The statistics are, however, convenient for pushing the Catholic agenda (if you doubt Father Kerin has a marriage agenda, check out the spookily Mormonesque website for the Catholic Society for Marriage Education, of which he is a former president). Apart from the standard non-acceptance of gay relationships, the Catholic Society discourages couples living together before marriage. Its counselling service advises young people that cohabitation before marriage is not good for their relationship.
Are they too choosy? Here’s what a sample of young Australian woman had to say in response to Father Kerin’s remarks:Olivia
I never realised that taking time to carefully choose the person you want to spend the rest of your life with is detrimental to marriage. Thanks for the enlightenment Reverend.
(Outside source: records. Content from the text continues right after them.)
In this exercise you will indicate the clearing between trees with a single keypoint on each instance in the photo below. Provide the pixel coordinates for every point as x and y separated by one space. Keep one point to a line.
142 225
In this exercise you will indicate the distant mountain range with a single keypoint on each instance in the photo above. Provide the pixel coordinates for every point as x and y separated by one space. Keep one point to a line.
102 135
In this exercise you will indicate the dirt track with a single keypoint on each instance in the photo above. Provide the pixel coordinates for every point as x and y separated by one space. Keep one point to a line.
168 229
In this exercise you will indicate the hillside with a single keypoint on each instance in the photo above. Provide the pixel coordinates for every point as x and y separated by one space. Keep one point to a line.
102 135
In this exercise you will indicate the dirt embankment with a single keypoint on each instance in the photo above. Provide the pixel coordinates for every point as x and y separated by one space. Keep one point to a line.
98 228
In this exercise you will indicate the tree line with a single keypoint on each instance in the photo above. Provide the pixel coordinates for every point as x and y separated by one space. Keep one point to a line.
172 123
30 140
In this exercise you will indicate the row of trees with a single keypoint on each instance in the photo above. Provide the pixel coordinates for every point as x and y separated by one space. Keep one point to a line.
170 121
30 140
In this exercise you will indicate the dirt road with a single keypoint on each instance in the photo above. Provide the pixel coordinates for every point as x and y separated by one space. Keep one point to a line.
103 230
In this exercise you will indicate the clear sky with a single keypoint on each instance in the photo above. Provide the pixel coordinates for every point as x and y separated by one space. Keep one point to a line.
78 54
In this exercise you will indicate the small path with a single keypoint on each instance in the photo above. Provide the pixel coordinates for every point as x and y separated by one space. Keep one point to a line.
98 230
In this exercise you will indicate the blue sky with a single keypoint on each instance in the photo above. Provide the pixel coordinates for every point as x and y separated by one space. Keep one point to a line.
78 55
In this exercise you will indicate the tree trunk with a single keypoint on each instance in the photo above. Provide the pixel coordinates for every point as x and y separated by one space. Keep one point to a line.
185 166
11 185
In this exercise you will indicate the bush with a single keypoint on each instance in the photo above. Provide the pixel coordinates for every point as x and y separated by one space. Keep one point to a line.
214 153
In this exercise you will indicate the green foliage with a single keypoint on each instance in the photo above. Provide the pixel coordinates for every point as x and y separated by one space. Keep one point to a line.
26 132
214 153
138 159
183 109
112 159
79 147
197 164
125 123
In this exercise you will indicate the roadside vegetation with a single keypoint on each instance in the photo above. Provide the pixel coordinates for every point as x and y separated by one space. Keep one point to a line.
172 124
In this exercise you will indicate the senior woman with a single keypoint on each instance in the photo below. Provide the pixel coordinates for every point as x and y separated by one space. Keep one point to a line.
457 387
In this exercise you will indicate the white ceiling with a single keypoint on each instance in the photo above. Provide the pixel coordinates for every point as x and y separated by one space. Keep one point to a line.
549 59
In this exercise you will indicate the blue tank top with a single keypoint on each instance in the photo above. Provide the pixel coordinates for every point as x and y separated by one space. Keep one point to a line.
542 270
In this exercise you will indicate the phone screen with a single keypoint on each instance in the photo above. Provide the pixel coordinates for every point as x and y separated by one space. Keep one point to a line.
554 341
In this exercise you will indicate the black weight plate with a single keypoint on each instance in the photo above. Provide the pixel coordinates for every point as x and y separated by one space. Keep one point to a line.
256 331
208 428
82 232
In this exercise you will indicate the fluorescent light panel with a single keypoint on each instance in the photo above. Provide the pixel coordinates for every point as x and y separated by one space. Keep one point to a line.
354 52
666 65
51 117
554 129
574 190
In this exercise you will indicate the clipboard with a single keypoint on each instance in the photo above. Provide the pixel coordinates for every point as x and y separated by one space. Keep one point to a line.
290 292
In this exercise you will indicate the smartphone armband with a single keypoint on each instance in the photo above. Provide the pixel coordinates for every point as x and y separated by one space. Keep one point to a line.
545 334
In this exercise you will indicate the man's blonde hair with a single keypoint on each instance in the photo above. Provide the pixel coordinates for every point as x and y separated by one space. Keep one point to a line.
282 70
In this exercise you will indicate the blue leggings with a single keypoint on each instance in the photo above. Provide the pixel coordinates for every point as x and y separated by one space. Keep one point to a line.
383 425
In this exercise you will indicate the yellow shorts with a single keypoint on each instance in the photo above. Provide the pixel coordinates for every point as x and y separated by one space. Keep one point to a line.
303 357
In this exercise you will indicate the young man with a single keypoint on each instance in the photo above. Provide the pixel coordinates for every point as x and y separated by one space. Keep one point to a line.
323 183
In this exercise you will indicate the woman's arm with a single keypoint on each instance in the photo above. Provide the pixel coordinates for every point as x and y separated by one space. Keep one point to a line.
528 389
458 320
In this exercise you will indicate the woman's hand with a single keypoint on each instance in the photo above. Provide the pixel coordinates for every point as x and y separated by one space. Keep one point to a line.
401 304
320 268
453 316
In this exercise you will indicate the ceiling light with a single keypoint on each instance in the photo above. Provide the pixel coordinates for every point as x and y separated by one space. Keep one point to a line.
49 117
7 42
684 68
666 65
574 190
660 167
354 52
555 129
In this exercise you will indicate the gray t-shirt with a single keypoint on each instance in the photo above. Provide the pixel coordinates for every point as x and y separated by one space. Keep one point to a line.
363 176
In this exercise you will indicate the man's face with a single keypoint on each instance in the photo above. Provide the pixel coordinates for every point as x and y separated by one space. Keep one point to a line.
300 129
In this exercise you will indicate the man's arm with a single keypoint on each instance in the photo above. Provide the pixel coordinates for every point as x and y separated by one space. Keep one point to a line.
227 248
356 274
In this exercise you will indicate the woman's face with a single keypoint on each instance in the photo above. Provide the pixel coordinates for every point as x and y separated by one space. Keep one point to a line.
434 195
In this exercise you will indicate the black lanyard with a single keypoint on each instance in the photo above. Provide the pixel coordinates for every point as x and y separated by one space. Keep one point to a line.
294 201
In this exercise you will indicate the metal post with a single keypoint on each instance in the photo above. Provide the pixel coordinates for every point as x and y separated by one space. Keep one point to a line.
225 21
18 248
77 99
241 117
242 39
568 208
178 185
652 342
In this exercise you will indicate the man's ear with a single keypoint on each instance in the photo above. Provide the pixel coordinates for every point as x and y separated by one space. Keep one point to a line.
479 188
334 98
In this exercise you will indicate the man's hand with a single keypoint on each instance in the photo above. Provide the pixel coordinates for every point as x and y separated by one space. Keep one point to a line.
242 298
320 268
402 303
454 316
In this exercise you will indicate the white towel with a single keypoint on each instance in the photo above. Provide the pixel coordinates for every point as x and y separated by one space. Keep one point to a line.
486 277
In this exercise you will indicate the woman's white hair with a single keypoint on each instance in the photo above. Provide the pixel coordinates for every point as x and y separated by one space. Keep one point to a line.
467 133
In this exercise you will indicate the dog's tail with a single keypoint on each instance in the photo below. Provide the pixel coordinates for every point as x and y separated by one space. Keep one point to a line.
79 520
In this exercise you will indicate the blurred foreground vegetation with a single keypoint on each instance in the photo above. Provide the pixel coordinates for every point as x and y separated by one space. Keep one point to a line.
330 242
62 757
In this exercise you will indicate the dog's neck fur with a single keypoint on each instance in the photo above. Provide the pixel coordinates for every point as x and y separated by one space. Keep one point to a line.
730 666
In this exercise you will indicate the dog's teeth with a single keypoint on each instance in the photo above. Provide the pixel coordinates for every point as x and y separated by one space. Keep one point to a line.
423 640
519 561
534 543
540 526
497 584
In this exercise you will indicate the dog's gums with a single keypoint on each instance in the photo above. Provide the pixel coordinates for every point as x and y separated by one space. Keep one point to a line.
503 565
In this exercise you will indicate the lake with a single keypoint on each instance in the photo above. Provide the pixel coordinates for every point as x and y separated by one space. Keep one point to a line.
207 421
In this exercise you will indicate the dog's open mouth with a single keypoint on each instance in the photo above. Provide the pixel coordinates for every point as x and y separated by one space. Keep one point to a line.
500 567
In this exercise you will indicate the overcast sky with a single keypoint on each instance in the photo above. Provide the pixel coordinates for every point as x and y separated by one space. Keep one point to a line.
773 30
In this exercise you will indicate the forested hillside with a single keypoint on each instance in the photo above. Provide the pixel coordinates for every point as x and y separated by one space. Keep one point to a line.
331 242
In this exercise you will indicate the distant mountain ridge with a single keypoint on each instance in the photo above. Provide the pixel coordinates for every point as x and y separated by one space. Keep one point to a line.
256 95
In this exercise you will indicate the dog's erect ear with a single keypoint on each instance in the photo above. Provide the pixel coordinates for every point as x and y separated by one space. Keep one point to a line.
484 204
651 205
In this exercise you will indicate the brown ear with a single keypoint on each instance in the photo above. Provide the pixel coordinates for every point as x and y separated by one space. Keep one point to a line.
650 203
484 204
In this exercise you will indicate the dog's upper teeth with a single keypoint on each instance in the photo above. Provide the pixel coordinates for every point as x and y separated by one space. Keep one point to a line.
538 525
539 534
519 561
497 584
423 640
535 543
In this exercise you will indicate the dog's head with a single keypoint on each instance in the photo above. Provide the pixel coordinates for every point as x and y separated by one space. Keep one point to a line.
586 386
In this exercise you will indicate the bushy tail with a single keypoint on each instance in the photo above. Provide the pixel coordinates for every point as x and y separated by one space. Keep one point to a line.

The Church likes the word “should”. It believes we ‘should’ do a lot of things. Being told to marry earlier (and why not a man being told to marry earlier?) implies a woman is desolate without a ring on her finger. Unless we are in Middle-earth, I’m not sure a ring will ever have that much power. Marriage is (we all hope for) a lifelong union: bring in “should” and it’s likely to be a very short union. Today women are less dependent on men: education, travel, independence – both financial and otherwise - are all very tangible however this doesn’t mean women shun marriage – it’s just that now, there is a choice. As there is for living with a partner before marriage. The Church doesn’t seem to understand how “choice” can enrich a person (man or woman). Kerin’s statements really just demonstrate the huge divide between the Church and society…maybe the Church really does exist in Middle-earth!
I feel that the current move away from marrying earlier is a conscious choice on the part of young Australians to take the institution of marriage more seriously. The 'traditional relationship' paradigm has shifted over the past 30 years to include a period of cohabitation and financial commitment before marriage, as a way to gauge whether the person you are romantically involved with is also capable of being your life partner and supporting you fully and maturely. Whether this is good or bad is not something that can be assessed until sufficient time has passed to see whether marriages of today, entered into after many years of commitment and cohabitation, do survive until death do them part.
I read this article when it was released with some amazement! Apart from the obvious bias, I just don't get the numbers. I thought that if you reduce the 'pool' by married men, you also have to reduce the female pool by the same number (assuming a 1:1 ratio; perhaps we have more bigamists than other countries??). Similarly the female pool has a representation of gay, committed or single parents - or are these only male traits, perhaps all the 'committed' are gay, in which case this would bias the numbers? I feel for the males out there who have been deemed unworthy of 'marriage' because of their income. Kerin’s comments are a joke, one which reiterates just how out of touch the Church is with todays social value. It does nothing to bring the Church closer to reality.
How is early marriage any different to living together? After all, what is a piece of paper? Surely commitment to a relationship is paramount. Women today are correctly focussed on their career and understand the responsibility of bringing children into the world. Surely any suggestion to the contrary is not beneficial.